第35話 触手だからって決着をつけられないと思うなよ


 紫ゴブリンを構成する液体が蒸発していく。しかし、周囲にはまだまだ大量の液体がある。まだ兵士達の士気も高く、液体の掃討戦は続いている。こんなあっさりと勝っていいのか?


「おかしいよね触手」

「気がついているか?エウロパ。まるで液体が下がっているかのようだぞ、これは」


 俺たちの懸念は、液体が濃縮されタールの、いや、粘土のように形作られていくことで現実のものとなった。あれは!


「クラーケンだと!?」

『私の姿を取っています……』


 それだけではない。フェニックス、ヴァンパイアの姿まである。まさかと思うが戦闘力まで一緒だったりしないよな!?


「一般の兵は下がれ!!こいつらの危険度は極めて高いぞ!」


 ブレンが叫んでいる。俺たちくらいだろこんなのと戦ってきたの。普通に考えたらどうしようもない事態だったはずだ。


「でもな」


 偽クラーケンをフェニックスが焼き尽くす。その背後からブレンが偽ヴァンパイアを切り捨てた。ヴァンパイアが偽アンデッド軍団を逆に支配する。
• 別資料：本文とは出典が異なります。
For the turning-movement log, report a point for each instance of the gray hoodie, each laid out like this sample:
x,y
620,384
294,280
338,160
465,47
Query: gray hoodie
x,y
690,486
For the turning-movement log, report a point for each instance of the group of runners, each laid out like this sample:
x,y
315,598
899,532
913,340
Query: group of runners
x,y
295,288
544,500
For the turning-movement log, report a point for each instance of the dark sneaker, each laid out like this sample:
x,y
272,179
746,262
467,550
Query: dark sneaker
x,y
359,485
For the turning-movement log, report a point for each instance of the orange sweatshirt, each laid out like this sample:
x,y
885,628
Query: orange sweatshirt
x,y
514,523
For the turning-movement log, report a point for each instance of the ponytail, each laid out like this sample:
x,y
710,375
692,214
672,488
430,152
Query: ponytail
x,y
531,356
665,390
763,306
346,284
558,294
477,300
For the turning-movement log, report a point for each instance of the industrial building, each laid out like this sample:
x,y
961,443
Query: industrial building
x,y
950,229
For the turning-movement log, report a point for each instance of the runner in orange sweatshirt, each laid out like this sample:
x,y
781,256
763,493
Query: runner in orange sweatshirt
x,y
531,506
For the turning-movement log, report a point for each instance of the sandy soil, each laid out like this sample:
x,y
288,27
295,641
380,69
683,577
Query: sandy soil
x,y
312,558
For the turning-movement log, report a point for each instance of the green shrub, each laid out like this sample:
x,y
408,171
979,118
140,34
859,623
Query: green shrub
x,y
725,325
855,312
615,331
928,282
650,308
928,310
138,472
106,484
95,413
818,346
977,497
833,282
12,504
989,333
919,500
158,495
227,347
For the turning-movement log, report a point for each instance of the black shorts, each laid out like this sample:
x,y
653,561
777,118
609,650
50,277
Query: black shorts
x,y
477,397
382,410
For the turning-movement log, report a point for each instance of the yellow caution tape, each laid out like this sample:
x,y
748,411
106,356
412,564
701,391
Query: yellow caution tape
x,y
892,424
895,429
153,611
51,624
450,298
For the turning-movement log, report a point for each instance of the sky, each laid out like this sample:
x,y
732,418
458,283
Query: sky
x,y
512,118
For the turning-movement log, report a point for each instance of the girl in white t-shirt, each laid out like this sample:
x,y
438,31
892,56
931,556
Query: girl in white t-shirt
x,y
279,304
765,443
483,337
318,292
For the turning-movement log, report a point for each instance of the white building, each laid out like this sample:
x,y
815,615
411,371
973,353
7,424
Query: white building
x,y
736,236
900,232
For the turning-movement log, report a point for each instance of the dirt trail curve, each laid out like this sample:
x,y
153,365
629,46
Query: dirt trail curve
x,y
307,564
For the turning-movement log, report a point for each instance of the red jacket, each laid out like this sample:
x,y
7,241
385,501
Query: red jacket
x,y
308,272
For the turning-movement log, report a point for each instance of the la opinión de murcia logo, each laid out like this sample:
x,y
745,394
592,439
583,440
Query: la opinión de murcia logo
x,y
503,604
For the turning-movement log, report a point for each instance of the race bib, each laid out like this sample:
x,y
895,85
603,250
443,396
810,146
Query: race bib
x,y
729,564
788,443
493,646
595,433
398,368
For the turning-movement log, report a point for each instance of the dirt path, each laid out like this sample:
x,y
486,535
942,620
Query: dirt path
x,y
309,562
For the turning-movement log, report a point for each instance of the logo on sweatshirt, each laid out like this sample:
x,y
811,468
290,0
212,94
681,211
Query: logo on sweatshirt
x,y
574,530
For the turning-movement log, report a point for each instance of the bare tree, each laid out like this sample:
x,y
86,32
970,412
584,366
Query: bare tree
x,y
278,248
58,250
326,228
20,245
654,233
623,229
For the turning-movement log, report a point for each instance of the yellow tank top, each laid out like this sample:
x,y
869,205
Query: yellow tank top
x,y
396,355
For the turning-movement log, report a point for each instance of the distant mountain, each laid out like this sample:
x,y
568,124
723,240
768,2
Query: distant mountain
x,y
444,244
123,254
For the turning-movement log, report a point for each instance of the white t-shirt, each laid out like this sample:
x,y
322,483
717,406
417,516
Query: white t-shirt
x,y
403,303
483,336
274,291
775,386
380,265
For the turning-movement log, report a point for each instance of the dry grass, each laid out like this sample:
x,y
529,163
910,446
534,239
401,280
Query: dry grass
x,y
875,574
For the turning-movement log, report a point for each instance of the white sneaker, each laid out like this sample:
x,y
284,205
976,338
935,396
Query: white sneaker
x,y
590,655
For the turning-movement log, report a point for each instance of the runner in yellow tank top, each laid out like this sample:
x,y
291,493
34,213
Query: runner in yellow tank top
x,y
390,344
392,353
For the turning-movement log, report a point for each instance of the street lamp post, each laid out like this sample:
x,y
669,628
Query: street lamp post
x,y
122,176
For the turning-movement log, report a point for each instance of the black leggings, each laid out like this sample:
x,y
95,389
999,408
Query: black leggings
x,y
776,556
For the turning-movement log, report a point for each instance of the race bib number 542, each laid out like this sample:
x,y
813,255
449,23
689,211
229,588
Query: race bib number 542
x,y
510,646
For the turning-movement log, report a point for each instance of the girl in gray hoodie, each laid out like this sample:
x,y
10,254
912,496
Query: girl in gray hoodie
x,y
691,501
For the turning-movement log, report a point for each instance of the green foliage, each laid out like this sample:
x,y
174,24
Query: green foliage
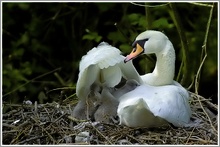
x,y
40,37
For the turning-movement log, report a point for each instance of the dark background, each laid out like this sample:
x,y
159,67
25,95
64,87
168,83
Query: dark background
x,y
41,37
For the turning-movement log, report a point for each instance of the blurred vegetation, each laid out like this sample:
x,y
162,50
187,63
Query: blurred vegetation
x,y
44,42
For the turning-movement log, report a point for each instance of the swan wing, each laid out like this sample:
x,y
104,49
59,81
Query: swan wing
x,y
166,102
130,72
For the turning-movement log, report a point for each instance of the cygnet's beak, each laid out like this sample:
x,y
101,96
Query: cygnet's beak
x,y
135,53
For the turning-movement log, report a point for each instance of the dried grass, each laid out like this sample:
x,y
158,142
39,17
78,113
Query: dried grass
x,y
52,123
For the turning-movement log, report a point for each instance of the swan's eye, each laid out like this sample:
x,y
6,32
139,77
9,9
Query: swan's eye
x,y
142,42
134,44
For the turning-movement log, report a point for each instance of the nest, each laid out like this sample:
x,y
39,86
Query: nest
x,y
52,123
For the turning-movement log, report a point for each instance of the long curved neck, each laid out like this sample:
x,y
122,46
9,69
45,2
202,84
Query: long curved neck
x,y
163,73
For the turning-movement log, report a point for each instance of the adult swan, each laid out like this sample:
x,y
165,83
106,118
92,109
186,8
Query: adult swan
x,y
160,99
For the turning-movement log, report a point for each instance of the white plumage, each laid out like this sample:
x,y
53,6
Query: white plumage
x,y
159,98
150,100
103,66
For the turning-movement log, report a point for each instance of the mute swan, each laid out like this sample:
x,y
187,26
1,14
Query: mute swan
x,y
160,98
102,66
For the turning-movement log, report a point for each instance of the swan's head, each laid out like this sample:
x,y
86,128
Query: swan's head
x,y
147,42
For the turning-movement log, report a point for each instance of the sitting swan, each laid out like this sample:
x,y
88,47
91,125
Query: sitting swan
x,y
160,99
102,66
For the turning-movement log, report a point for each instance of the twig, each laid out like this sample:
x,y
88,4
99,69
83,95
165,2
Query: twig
x,y
102,135
30,139
190,135
145,5
201,4
177,21
204,49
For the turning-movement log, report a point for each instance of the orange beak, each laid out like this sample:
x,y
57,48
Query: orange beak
x,y
135,53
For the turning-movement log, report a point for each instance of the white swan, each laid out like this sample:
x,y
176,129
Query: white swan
x,y
160,98
102,66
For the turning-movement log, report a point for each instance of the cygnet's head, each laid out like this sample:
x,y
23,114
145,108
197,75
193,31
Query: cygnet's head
x,y
131,84
147,42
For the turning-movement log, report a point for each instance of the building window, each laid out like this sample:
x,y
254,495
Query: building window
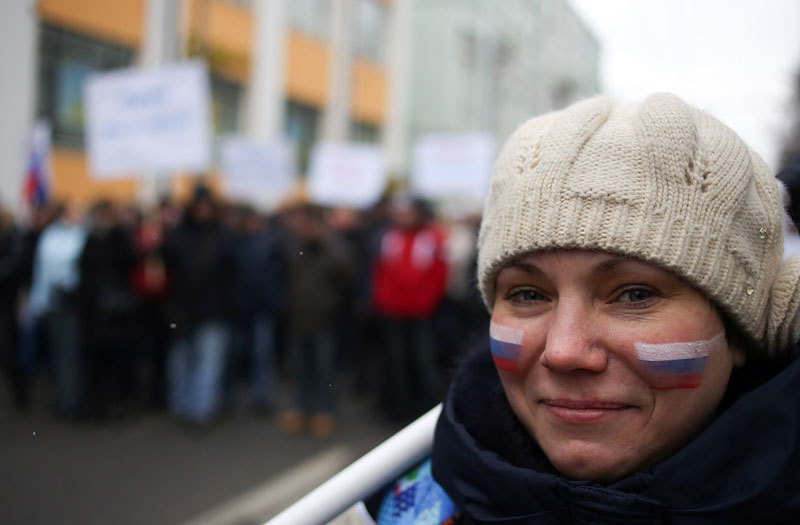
x,y
311,17
301,128
362,132
66,59
225,97
370,29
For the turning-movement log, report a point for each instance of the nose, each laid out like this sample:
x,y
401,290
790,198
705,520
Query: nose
x,y
574,340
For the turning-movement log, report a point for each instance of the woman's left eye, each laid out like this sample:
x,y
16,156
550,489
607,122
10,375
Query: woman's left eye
x,y
635,295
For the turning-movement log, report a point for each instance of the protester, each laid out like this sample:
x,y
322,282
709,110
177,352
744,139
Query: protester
x,y
409,281
151,285
199,259
10,269
319,276
259,289
54,303
644,333
109,314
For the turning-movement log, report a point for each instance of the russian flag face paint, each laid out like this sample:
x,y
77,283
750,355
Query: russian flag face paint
x,y
506,344
676,365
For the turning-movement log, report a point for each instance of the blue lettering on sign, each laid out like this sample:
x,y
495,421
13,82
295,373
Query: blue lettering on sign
x,y
143,98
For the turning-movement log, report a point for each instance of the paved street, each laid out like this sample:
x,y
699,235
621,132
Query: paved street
x,y
149,470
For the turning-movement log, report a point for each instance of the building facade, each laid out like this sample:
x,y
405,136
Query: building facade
x,y
485,66
383,71
305,69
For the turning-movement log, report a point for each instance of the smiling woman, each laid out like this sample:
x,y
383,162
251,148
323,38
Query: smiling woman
x,y
642,364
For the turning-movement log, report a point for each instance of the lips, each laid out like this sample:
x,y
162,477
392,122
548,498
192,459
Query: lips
x,y
583,411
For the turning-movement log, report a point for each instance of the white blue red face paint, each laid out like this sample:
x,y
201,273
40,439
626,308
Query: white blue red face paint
x,y
506,344
672,366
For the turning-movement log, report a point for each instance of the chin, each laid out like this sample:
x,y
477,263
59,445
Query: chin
x,y
588,466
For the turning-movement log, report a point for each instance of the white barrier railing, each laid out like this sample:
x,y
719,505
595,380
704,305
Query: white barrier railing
x,y
375,469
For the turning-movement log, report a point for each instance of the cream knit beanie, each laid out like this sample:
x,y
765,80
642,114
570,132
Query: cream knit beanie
x,y
660,181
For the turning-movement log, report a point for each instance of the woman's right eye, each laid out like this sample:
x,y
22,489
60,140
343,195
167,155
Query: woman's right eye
x,y
525,295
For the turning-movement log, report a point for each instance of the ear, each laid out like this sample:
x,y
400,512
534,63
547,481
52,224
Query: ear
x,y
739,356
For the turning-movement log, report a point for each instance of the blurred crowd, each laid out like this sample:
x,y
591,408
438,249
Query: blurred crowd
x,y
196,308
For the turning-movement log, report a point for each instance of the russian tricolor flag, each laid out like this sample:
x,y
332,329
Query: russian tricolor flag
x,y
675,365
35,189
506,344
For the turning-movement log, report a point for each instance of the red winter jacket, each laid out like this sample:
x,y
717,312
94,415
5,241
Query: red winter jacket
x,y
411,272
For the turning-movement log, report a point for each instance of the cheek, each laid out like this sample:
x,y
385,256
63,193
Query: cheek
x,y
506,346
676,366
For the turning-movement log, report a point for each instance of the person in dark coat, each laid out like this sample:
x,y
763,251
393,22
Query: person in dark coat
x,y
199,261
10,270
319,271
259,290
642,364
109,310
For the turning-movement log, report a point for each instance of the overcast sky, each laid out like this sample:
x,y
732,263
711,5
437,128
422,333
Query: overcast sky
x,y
733,58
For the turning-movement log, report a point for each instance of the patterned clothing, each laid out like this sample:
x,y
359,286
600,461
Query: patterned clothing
x,y
416,499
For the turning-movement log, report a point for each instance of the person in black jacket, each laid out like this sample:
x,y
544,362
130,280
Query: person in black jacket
x,y
642,360
199,259
108,309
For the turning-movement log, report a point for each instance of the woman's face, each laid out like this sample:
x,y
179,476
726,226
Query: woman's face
x,y
612,364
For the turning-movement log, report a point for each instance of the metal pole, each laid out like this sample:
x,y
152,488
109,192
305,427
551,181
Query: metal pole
x,y
375,469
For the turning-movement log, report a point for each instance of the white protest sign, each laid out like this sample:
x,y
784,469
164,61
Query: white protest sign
x,y
453,166
258,173
148,120
346,174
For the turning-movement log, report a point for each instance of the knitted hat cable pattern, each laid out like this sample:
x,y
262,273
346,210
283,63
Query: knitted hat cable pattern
x,y
660,181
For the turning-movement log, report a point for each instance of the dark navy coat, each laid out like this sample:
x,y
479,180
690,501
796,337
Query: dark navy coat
x,y
744,467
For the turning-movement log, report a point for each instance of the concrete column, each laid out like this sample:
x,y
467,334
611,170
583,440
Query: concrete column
x,y
162,33
396,127
164,42
18,65
266,94
336,118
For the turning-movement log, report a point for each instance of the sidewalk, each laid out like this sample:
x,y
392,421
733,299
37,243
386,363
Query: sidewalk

「うおおおおおおぉ!!テンタクルっ!プラズマ・レールガンだっ!吹き飛べ偽物!」

「最大火力で行くよっ!タイダルウぇぇぇぇエエッブッッッ!!」

「妾も手伝うとするかのっ!グラビティ!!ウオォオォオォルッ!!」


 俺たちの最強攻撃で偽フェニックスは一瞬でバラバラになった。フェニックスが冷や汗を流している。


「これちょっと死にそうな気がしてきた」

「偽モノとはいえ殺す気でやったからな」


 そう。ここには十二分に戦力が集まっている。決して楽勝とは言わないが、そう簡単に敗北を喫するような俺たちではない。偽物の死体もきっちり触手でペチペチする。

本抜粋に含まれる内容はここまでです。